価格競争やテクノロジーへの切り替えにより、対応できない企業は取り残される。オンライン販売の拡大により、今日商売を行っている多くのベンダーが商売を諦めることになるだろう。

店頭販売を行う小売業者はいくら適応しようと出資しても、物質的なインフラによる重荷は重大だ。

そして、後に残るのは一番大きく、一番売り上げの良い企業だけになる。オンラインではAmazon、インストア・オンライン提携モデルではWalmart、そしてその他のニッチなオンライン競合企業が残るだろう。

転換期

この新環境では、OEMが消費者に提供できていた”触って試す”機会を失うことになる。

この格差に直接働きかけるには現在アジアのデパートに既に見られるように、大型店舗内にそれぞれのブランドの店舗スペースを設けて横並びに並び販売を行うスタイルを行うようになるだろう。

そこでは消費者が中に歩いて入っていくことができ、OEMに雇用された知識豊富なスタッフから様々な商品の接客を受けることができる。商品は希望小売価格(MSRP)で設定され、小売パートナーは既存のチャネルで共食いをしないように値段を自由に操作できるようになる。

OEMはどこで売られるかを考える必要もなく流すことができ、小売業者にとっては彼らの店舗で売られる商品の”触って試す”サポートを享受することができる。

このモデルの発達により、OEMはドロップシッピングや即日配送のために現地の物流インフラを築き、来る劇的な転換に備えるだろう。

OEMの崩壊

OEMが直通販売の経験を積むにつれ、彼らの考えはさらに小売に集中したものとなる。OEMのメーカー希望小売価格(MAP)への戦略的な動きは競争力のある市場モデルを破壊せざるを得ない。MAP価格はメーカーが設定した価格通りに全ての場所で販売する必要があり、結果的に全体的に価格が釣り上がることになるのだ。

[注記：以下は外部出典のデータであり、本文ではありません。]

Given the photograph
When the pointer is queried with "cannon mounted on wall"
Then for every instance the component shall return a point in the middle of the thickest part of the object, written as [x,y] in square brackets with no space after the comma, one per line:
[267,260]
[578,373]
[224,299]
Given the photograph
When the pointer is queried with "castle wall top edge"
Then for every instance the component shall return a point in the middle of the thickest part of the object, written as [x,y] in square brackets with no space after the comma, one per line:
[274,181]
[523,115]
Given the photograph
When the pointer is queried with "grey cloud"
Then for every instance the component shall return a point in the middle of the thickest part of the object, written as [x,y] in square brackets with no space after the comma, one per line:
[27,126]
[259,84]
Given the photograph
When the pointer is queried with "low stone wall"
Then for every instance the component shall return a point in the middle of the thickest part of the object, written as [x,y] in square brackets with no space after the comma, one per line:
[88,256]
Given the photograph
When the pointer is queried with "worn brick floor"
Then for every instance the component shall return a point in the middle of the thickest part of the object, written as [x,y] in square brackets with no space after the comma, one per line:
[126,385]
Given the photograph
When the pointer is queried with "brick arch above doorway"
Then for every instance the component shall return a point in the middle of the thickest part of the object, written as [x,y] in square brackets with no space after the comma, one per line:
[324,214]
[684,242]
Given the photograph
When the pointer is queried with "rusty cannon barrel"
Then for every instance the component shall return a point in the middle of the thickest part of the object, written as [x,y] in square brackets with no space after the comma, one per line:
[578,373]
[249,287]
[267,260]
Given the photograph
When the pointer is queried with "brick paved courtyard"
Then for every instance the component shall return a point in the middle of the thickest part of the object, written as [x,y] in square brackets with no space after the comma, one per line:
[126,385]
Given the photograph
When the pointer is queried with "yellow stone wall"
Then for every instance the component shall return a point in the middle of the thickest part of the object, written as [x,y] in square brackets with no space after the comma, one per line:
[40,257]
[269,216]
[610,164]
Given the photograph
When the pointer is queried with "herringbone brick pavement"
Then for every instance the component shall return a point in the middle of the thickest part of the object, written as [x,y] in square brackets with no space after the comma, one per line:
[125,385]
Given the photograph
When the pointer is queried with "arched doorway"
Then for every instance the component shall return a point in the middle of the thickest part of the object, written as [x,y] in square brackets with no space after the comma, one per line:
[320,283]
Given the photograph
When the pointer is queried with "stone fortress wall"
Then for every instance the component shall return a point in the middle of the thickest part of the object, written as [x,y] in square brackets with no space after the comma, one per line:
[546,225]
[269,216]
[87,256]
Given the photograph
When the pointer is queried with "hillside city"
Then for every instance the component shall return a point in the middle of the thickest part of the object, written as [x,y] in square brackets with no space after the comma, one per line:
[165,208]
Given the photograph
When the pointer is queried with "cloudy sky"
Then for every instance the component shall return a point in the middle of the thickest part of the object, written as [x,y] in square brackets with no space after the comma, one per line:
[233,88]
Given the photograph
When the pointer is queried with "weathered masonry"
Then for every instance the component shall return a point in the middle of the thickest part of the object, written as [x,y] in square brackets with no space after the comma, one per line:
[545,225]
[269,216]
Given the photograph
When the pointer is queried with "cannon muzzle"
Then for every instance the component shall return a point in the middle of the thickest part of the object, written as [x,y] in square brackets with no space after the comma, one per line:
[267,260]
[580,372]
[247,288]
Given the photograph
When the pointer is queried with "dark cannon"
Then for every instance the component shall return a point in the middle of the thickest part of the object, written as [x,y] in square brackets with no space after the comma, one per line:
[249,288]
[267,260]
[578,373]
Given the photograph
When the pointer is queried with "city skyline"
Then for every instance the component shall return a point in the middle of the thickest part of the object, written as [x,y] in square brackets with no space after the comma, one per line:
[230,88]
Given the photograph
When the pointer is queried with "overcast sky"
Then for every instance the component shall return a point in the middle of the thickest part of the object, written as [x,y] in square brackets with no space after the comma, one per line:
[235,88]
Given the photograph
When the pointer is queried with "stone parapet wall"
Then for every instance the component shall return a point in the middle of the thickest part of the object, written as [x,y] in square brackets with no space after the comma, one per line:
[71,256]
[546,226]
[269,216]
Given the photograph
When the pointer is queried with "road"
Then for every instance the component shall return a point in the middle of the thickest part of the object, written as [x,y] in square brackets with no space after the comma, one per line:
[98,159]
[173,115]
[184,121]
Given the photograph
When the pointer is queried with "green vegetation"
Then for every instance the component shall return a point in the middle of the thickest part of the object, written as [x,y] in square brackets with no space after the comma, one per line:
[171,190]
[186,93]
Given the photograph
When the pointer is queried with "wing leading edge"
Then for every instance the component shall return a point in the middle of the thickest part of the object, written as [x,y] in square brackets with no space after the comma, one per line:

OEMは直通販売により小売業者から得る売り上げより多くの利益を稼ぐことができる。この新しい利益分は商品PRや市場を独占するための資金として使われる。

Apple, Samsung, ビデオゲーム機, Beats やスマートフォンはOEMが価格を厳しく操作している主な市場の例と言える。

そのようなOEMの直通販売によりある程度の売り上げ減少があるとは言っても、依然として全体を見れば小売業者は、より多くの利益を得ながら、幅広いセレクション・サービス・ブランド認知により顧客獲得することができだろう。

新しい小売

OEMに価格を設定されることにより、消費者は提示された価格を払う他なくなる。

安価なブランドや価格設定のされていない商品は、日の目を浴びることも少なく、低いマージン率からも、小売業者に市場操作をされてしまう。

市場に参入したい小売業者はOEMに認められるため、ある程度の規模を持ち合わせる必要がある。しかし、参入はOEMと既存小売業者の操作により難しくなるだろう。これにより、新たな競争が制限されてしまう。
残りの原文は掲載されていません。